Operator-only administration for catalog operations, jobs, sync health, billing health, audit review, and external dependency readiness.

1Admin / operations

Operator administration and operational readiness

Operator-only dashboards for catalog operations, jobs, sync health, billing health, audit review, and external dependency readiness.

Audience

Internal operators, platform operations, support admins

What it covers
  • Admin dashboards for users, jobs, sync, catalog, billing, audit, health, and CloudQuery where available.
  • Job retry and cancel operations, catalog refresh status, sync logs, cron freshness, and webhook delivery health.
  • Read-only health checks for primary database, pricing database, queues, Stripe, Resend, Sentry, OpenCost, and CloudQuery where configured.
  • Operational pages that should be documented as internal controls rather than end-user or buyer workflows.
Claim boundary
  • Admin routes require appropriate roles and should not be marketed as end-user pages.
  • Operational readiness depends on configured env vars, cron jobs, queues, logging, and external provider credentials.
  • Health checks show platform state; they are not customer-facing uptime commitments.

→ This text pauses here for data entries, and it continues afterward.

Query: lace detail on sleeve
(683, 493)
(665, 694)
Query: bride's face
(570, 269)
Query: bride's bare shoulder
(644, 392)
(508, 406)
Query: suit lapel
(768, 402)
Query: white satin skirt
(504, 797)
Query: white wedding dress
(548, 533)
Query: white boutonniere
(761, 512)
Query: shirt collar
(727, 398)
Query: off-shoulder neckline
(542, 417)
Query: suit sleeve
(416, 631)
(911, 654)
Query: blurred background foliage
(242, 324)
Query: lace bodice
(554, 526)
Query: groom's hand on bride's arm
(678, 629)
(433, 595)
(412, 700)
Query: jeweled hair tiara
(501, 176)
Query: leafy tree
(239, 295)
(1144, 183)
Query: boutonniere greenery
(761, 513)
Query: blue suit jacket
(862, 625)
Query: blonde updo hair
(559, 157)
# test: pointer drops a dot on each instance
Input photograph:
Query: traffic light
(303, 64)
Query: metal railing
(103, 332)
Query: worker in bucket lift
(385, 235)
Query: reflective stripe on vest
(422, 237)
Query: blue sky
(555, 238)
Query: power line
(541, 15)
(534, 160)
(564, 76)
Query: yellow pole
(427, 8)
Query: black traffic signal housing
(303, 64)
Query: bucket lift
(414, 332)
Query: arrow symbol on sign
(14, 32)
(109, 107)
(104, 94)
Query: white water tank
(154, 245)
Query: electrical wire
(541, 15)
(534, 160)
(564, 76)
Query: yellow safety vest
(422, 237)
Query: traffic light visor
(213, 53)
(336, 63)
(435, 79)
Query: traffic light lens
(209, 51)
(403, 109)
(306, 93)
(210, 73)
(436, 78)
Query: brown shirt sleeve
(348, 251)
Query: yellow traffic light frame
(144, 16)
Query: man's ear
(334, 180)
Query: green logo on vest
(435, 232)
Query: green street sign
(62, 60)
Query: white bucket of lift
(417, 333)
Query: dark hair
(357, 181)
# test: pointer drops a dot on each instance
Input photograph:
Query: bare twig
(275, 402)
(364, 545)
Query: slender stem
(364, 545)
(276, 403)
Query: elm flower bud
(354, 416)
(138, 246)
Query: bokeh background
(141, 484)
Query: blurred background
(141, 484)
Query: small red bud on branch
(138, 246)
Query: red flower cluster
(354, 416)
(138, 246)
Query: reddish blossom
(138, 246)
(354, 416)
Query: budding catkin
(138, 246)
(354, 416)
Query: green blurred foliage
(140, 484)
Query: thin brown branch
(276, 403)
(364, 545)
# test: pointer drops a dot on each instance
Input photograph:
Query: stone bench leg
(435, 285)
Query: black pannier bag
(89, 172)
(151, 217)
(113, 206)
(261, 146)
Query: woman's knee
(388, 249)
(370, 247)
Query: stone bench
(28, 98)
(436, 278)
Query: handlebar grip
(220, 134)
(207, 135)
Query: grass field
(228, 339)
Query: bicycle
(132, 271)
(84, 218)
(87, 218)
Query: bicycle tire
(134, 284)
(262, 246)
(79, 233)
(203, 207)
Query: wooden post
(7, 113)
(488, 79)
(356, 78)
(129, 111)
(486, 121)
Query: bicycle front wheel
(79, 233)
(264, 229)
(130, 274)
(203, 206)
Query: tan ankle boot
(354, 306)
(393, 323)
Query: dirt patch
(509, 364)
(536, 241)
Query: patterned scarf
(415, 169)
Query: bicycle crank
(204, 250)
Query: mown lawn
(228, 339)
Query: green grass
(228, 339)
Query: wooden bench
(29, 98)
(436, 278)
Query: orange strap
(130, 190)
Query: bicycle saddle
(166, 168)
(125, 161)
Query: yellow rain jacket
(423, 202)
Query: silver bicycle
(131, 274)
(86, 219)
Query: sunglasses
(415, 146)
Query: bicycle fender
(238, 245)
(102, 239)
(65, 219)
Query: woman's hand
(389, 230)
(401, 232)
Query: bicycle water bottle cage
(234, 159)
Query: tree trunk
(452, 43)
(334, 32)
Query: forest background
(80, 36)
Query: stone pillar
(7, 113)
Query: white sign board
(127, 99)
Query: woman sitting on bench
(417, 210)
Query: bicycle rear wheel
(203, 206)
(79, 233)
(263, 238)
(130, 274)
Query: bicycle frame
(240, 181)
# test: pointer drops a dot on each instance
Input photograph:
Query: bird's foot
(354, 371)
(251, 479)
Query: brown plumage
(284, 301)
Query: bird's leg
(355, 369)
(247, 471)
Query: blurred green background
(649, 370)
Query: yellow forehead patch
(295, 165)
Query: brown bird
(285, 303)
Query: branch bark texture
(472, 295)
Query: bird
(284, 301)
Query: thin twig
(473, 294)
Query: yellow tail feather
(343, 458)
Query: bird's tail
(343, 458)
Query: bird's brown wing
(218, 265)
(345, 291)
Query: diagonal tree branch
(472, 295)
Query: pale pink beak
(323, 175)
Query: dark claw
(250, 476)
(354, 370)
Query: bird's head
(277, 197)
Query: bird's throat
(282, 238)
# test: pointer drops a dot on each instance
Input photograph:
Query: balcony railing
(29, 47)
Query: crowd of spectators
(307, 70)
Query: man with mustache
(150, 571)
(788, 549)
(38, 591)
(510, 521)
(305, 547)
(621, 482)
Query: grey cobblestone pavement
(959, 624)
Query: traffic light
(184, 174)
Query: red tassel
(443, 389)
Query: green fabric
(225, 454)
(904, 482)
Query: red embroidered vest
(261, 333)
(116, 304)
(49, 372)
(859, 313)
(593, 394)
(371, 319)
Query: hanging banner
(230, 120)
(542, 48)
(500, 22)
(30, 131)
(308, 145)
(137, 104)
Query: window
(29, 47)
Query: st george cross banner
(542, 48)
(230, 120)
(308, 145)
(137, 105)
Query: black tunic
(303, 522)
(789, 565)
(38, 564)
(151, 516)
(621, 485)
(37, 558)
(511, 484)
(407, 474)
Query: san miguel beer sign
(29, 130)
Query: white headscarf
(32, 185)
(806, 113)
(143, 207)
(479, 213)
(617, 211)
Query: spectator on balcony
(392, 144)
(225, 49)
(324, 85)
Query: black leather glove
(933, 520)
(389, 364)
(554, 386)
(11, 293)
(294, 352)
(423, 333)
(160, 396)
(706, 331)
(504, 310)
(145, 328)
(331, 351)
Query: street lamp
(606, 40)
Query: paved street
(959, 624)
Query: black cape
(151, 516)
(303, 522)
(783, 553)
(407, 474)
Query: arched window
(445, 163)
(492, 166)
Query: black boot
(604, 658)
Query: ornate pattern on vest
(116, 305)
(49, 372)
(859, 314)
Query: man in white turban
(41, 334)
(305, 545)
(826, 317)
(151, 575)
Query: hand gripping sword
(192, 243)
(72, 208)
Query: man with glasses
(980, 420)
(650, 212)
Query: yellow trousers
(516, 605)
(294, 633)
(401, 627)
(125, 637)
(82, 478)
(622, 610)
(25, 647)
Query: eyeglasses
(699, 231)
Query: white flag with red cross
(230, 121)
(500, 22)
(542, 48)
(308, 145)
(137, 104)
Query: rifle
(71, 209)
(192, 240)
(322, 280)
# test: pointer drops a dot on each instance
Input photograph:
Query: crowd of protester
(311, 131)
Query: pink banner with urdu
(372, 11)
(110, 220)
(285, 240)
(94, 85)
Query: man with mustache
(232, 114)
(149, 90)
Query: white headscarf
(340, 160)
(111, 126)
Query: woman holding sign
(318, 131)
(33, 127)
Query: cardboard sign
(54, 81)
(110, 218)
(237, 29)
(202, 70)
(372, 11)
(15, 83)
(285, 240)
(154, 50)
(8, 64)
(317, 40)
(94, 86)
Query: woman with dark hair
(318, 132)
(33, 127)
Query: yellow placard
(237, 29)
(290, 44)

Partial and future-facing features

Labs, previews, redirect stubs, or partially wired workflows that should be evaluated as emerging capabilities rather than generally available product promises.

1Partial / future

Labs, partial, and future-facing workflows

Expose emerging capabilities without presenting them as generally available enterprise workflows.

Audience

Evaluators, solution engineers, product teams, early-access users

What it covers
  • FOCUS export, API explorer, automation, arbitrage calculator, RI marketplace, OKRs, and other labs routes marked as LABS in the feature-status source.
  • Early-access pages that should show honest empty states or setup requirements rather than sample metrics.
  • Roadmap and education content that can guide evaluation without promising delivery dates or production readiness.
Claim boundary
  • Partial and labs capabilities should not appear in plan tables as guaranteed production features.
  • Roadmap and labs pages should avoid delivery dates unless the release plan is documented elsewhere.
  • Demo or sample data must be visibly labeled and kept separate from connected customer data.